Notre grand défi est de servir les nombreux nouveaux immigrants, et l’essentiel de notre attention est centré sur cette question. Nous n’avons pas le temps de nous stabiliser et de réfléchir sur notre catholicité. Cela vous donne un aperçu de notre développement. En tant que catholiques, nous avons eu l’autorisation de revenir en Norvège en 1843 (ayant été bannis depuis 1537). A cette époque-là, il y avait quarante catholiques étrangers qui vivaient à Christiania (l’ancien nom d’Oslo, la capitale). Lorsque je suis né en 1966, nous étions 6.000 ; lors de mon ordination, en 1996, nous étions devenus 40.000 et aujourd’hui nous sommes 200.000. Pendant mon enfance et mon adolescence, « tout le monde se connaissait ». La réalité d’aujourd’hui est complètement différente. Non seulement nous faisons l’expérience d’une croissance rapide mais aussi de l’augmentation du nombre des paroissiens issus de pays catholiques pratiquants qui viennent dans un pays sécularisé où l’on ne trouve pas une église catholique à tous les coins de rue. Garder la foi et la pratique est donc un sérieux défi pour chacun de ces nouveaux arrivants ; et c’est aussi un défi pour nous, les prêtres, de parvenir à servir tous ceux dont nous nous occupons et de les assister dans leur vie spirituelle et sacramentelle, souvent dans une langue qu’ils comprennent à peine ou même pas du tout.

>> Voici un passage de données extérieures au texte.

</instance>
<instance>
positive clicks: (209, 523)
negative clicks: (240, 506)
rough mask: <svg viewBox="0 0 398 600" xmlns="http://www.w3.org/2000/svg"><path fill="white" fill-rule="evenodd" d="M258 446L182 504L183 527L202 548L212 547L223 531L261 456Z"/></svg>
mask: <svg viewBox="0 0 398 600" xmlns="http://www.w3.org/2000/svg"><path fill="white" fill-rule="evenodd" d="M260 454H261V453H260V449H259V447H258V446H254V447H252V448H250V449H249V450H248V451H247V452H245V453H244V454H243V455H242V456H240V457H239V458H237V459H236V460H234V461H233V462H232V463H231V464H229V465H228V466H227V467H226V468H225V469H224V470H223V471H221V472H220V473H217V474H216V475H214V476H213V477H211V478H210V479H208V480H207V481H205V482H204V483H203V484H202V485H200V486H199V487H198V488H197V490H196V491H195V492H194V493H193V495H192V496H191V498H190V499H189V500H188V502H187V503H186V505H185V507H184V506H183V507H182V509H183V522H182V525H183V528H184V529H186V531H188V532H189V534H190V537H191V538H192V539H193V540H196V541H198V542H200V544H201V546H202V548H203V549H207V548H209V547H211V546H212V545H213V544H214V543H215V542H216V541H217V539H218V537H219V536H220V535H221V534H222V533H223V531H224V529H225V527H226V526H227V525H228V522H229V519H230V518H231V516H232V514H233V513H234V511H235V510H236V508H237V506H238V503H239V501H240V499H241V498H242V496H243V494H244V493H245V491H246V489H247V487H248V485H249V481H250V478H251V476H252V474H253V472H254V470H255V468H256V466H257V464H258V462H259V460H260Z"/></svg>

Mais nous avons confiance en l’Esprit-Saint et dans la divine miséricorde. Nous faisons du mieux que nous pouvons ; merci de prier pour nous.

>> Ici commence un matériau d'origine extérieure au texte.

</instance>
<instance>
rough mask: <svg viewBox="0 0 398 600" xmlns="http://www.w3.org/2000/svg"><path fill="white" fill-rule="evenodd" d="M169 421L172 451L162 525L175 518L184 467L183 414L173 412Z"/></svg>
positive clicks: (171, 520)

Sigurd Markussen est né en 1966 à Oslo et a été ordonné prêtre en 1996 pour le diocèse d’Oslo. Il a été responsable national des jeunes (1996-1998), curé de trois paroisses différentes jusqu’à l’automne 2012, puis il est venu à Rome faire une licence en théologie dogmatique. Il est co-président de Caritas Norvège. Pendant de nombreuses années, il a été membre du conseil presbytéral de son diocèse, et les cinq dernières années, il en était le modérateur. Il a aussi été membre du Collège des consulteurs du diocèse pendant de nombreuses années et il est actuellement vice-recteur du Collège allemand « Campo Santo Teutonico » au Vatican.